In 1995, Florida enacted The Bert J. Harris Private Property Rights Protection Act (the “Act”) and along with it came the companion legislation, the Florida Land Use Dispute Resolution Act. This post will primarily focus on the substantive law encompassed in the Act while my next post will center on the procedural aspects of the Act.
The Legislature recognized that some rules, regulations, and laws of the state restrict or limit private property rights without amounting to a taking under the laws of Florida or the United States Constitution. Therefore, the Legislature decided to create a separate and distinct cause of action from the law of takings.
The new cause of action provides for payment of compensation when a new law, rule, regulation, or ordinance of the state or political entity in the state, as applied, unfairly affects real property.
So, of course, property owners wanted to know to what extent does the regulation have to affect the property to obtain relief? The Legislature determined that relief would be available if the law or regulation “inordinately burdens” private property rights.
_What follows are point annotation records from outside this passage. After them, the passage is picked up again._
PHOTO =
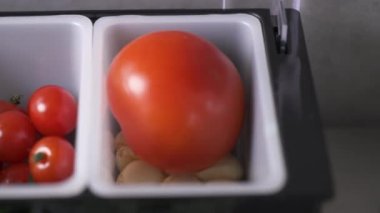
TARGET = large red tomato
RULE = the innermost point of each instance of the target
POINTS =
(17, 136)
(178, 99)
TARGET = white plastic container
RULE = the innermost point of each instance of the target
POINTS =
(240, 36)
(40, 50)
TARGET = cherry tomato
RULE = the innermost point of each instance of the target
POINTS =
(178, 99)
(7, 106)
(15, 173)
(17, 136)
(53, 110)
(51, 159)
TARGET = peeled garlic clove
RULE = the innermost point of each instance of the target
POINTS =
(124, 155)
(140, 172)
(226, 169)
(119, 141)
(186, 178)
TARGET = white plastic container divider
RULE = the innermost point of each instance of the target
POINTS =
(40, 50)
(240, 36)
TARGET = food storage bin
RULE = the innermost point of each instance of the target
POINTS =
(281, 146)
(40, 50)
(239, 36)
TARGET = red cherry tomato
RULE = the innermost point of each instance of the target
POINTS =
(53, 110)
(15, 173)
(51, 159)
(6, 106)
(178, 99)
(17, 136)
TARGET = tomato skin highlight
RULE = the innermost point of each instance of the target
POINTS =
(178, 99)
(6, 106)
(17, 136)
(53, 110)
(15, 173)
(56, 160)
So the next question became, well, what is considered an inordinate burden? It’s defined in Fla. Stat. 70.001(3)(e) as an action of one or more governmental entities that has directly restricted or limited the use of real property such that the property owner is permanently unable to attain the reasonable, investment-backed expectation for the existing use of the real property or a vested right to a specific use of the real property with respect to the real property as a whole, or that the property owner is left with existing or vested uses that are unreasonable such that the property owner bears a disproportionate share of a burden imposed for the good of the public, which in fairness should be borne by the public at large.
With that said, all was well with the Act until 2006, when Brevard County questioned its constitutionality. In Brevard County v. Stack, property owners brought an action under the Act arising out of a county ordinance that restricted their ability to use wetland portions of property. They asserted that they suffered a significant diminution in value because of the ordinance that, as applied, denied them the ability to develop their land and allow offsite mitigation for wetland impacts. The Circuit Court held in favor of Stack, and the County appealed, claiming that the Act was unconstitutional for three reasons.
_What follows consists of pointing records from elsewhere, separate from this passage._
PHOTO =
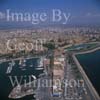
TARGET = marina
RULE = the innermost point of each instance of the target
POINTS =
(18, 69)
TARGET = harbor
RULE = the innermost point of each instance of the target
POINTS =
(86, 62)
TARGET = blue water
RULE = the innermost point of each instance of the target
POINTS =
(5, 83)
(91, 64)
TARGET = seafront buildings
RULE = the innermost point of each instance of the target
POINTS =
(26, 43)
1. County’s Claim: The Act authorizes local governments to contract away inherent sovereign police powers and requires the government to buy back the ability to exercise those powers, violating due process.
Court’s Ruling: When the government inordinately burdens property through regulation, the Act provides relief for property owners. If an inordinate burden is found, the government can waive, modify, or change the regulation or financially compensate the property owner. The Act does not affect the inherent power of the government, but requires that the government fairly provide relief to the property owner.
2. County’s Claim: The Act violates the separation of powers doctrine and changes the judicial interpretation of a taking under the Florida Constitution.
Court’s Ruling: The Act establishes a new and distinct cause of action separate from a taking.
3. County’s Claim: The Act delegates legislative power to the courts because there are no standards, conditions, or criteria to guide interpretation of the Act.
Court’s Ruling: The Act contains definitions, time periods, settlement options, and other guidelines for determinations to be made by the judicial system, pursuant to statute.
In sum, the Court held that the Act did not violate due process, did not violate the separation of powers doctrine, and did not unconstitutionally delegate legislative power to the courts. Therefore, the Act was upheld as constitutional.
Since that time, landowners have achieved success with claims brought under the Act, and as a result, local governments are becoming more willing to settle with property owners.